Food Allergies and Intolerances
A food intolerance is sometimes confused with or mislabeled as a food allergy. Food intolerances involve the digestive system while food allergies involve the immune system. With a food allergy, even a microscopic amount of the food has the potential to lead to a serious or life-threatening reaction called anaphylaxis.
8 Major Allergens
- Tree nuts
Cross-contact occurs when an allergen is unintentionally transferred from one food to another. Proper cooking does NOT reduce or eliminate the chances of a food allergy reaction. Even a tiny amount of an allergen can cause a severe and potentially life-threatening allergic reaction. Use utensils, cutting boards and pans that have been thoroughly washed with soap and water and sanitized. Consider using separate utensils and dishes for making and serving safe foods. If you are making several foods, cook the allergy-safe foods first. Wash your hands with soap and water before touching anything else if you have handled a food allergen.

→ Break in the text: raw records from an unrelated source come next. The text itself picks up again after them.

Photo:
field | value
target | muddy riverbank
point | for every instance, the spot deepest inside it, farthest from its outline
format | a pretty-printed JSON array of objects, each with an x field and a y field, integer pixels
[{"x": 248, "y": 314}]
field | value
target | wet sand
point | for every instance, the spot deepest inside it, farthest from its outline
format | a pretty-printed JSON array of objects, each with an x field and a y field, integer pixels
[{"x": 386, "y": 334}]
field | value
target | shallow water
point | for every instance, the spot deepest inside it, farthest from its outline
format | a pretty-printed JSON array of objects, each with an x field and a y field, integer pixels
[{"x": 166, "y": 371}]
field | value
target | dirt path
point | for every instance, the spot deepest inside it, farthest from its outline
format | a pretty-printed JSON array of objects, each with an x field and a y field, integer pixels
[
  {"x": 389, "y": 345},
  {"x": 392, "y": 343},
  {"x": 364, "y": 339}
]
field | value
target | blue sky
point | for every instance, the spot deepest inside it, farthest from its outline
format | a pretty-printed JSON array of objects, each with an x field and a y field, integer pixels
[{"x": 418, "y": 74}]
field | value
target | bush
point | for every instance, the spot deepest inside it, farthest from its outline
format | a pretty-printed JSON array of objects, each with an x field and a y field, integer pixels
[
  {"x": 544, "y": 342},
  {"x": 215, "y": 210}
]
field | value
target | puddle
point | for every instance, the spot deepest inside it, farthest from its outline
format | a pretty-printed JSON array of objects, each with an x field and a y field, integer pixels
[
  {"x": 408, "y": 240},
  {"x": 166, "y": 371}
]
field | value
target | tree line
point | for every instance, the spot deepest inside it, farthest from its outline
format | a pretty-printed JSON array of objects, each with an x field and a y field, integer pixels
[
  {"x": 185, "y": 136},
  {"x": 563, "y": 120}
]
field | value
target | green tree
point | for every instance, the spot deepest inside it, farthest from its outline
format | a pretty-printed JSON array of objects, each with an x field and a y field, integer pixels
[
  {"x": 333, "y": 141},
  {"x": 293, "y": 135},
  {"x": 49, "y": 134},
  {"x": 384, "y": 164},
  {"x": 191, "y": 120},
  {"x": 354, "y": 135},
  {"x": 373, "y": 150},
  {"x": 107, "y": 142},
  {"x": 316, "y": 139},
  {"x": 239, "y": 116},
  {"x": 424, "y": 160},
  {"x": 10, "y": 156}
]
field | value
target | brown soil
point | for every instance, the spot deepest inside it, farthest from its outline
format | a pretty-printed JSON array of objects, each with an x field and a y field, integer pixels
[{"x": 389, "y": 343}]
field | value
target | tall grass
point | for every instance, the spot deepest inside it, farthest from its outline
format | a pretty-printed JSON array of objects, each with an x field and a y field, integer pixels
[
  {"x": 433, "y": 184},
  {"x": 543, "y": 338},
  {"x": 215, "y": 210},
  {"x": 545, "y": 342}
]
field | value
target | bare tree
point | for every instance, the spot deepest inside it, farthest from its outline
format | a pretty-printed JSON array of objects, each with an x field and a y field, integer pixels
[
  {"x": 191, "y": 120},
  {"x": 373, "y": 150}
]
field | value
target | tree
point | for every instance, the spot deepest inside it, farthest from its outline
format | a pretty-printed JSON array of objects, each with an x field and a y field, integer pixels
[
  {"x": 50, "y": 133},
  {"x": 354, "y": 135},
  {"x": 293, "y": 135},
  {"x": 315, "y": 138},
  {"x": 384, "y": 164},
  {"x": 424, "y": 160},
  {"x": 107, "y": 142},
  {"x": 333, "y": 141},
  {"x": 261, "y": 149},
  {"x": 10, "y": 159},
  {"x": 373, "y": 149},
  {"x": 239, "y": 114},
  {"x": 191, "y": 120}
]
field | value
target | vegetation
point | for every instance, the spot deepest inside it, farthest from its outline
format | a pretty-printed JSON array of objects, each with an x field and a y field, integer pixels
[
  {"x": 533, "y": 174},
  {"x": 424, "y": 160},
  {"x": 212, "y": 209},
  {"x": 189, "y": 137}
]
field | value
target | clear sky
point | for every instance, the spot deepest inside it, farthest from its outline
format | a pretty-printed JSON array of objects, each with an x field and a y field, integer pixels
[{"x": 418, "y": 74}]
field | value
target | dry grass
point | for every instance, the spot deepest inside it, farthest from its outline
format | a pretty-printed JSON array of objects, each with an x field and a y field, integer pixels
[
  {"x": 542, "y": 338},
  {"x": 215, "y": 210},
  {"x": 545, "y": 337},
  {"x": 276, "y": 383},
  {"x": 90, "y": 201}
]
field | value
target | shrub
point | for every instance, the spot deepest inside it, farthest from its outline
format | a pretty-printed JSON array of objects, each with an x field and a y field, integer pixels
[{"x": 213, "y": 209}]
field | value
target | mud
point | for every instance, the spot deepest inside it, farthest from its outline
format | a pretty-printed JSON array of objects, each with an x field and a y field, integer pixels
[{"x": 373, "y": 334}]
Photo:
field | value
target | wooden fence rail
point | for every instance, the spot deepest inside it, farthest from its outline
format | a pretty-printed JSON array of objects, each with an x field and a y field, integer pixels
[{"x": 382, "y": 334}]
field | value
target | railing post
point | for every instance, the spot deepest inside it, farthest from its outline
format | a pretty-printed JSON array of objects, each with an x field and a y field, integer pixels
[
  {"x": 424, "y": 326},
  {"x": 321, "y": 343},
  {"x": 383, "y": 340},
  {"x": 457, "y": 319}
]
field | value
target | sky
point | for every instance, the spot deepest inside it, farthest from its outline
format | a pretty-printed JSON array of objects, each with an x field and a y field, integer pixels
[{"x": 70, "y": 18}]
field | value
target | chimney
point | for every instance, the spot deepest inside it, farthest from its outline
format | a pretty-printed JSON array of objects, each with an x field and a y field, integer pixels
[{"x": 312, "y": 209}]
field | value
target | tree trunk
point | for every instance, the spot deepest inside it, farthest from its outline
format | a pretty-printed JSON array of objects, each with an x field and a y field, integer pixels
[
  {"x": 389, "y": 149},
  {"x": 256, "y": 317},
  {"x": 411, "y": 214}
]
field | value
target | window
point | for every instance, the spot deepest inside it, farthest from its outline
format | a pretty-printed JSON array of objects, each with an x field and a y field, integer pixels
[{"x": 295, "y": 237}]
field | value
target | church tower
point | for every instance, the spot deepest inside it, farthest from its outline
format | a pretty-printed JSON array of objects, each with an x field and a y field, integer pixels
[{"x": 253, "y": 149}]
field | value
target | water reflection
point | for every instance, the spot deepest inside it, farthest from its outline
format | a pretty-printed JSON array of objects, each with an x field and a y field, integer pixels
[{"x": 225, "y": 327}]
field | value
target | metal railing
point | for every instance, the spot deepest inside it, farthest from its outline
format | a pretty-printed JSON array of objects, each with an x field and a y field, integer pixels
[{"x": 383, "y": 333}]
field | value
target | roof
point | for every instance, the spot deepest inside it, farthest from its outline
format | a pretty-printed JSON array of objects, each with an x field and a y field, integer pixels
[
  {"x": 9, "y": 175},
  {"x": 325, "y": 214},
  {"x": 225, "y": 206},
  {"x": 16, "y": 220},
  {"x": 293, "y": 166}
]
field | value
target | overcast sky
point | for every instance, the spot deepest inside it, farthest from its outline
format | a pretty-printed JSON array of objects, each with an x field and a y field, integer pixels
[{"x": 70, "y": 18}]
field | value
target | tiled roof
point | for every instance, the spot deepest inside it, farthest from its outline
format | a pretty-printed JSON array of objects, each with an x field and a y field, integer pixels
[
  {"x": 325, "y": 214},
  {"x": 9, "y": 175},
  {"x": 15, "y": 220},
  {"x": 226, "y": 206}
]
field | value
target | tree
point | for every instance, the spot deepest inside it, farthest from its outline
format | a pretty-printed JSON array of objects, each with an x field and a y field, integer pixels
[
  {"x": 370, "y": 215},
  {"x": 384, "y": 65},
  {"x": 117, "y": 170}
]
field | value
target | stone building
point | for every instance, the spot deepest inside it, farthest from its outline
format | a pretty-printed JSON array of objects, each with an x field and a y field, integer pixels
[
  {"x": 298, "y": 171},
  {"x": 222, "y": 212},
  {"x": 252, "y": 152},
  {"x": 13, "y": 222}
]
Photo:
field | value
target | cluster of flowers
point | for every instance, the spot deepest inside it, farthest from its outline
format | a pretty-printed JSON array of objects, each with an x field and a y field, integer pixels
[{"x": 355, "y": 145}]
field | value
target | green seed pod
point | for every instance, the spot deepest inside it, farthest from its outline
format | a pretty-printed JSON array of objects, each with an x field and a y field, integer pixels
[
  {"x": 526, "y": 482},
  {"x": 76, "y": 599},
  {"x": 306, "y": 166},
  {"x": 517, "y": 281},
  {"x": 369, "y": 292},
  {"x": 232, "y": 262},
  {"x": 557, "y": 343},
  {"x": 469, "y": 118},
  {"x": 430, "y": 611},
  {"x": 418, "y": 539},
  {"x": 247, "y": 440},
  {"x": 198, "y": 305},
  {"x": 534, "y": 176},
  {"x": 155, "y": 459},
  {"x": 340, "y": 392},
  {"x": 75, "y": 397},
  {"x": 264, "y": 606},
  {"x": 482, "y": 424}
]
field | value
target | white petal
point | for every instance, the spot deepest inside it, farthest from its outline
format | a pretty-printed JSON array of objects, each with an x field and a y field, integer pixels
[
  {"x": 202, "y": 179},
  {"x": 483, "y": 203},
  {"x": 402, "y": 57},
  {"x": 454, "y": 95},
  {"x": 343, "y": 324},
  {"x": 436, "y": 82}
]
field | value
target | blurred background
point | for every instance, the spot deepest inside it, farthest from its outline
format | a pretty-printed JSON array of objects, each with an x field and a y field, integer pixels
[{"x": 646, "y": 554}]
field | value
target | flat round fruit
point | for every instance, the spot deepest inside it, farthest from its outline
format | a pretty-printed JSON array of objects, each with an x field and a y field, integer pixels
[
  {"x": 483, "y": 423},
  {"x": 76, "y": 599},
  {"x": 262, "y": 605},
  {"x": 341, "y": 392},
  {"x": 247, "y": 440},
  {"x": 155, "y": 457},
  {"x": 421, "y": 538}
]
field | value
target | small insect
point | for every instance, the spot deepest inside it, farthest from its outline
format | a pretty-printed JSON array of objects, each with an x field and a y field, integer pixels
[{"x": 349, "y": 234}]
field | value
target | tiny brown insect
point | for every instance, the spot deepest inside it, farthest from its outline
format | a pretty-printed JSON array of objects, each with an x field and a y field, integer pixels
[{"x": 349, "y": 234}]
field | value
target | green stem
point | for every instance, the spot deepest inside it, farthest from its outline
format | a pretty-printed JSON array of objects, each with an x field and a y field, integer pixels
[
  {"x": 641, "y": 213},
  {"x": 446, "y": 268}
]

Examples of cross-contact:
- Peeling cheese off a cheeseburger to make it a hamburger or using the same spatula that flipped a cheeseburger to flip a hamburger.
- Removing shrimp from a salad or not washing hands after handling shrimp before making the next salad.
- Wiping off—not properly cleaning—a knife used to spread peanut butter before using it to spread jelly.
Food Allergen Labeling
According to the Food Allergen Labeling and Consumer Protect Act (FALCPA) of 2004 the major eight allergens must be declared in simple terms, either in the ingredient list or a separate allergen statement Advisory or precautionary labeling such as “may contain” or “in a facility that also processes” is voluntary.
If you have fish allergy, avoid seafood restaurants. Even if you order a non-fish item off of the menu, cross-contact of fish protein is possible.
Asian cookery often uses fish sauce as a flavoring base; exercise caution when eating this type of cuisine.
The FDA exempts highly refined peanut oil from being labeled as an allergen; Studies show that most allergic individuals can safely eat peanut oil that has been highly refined (not cold pressed, expeller pressed, or extruded peanut oil).
Many experts advise patients allergic to peanuts to avoid tree nuts as well
In October of 2006, the FDA began identifying coconut as a tree nut. Medical literature documents a small number of allergic reactions to coconut; most occurred in people who were not allergic to other tree nuts.
About 2.5 percent of children under three years old are allergic to milk. Nearly all infants who develop an allergy to milk do so in their first year of life. Most children eventually outgrow a milk allergy.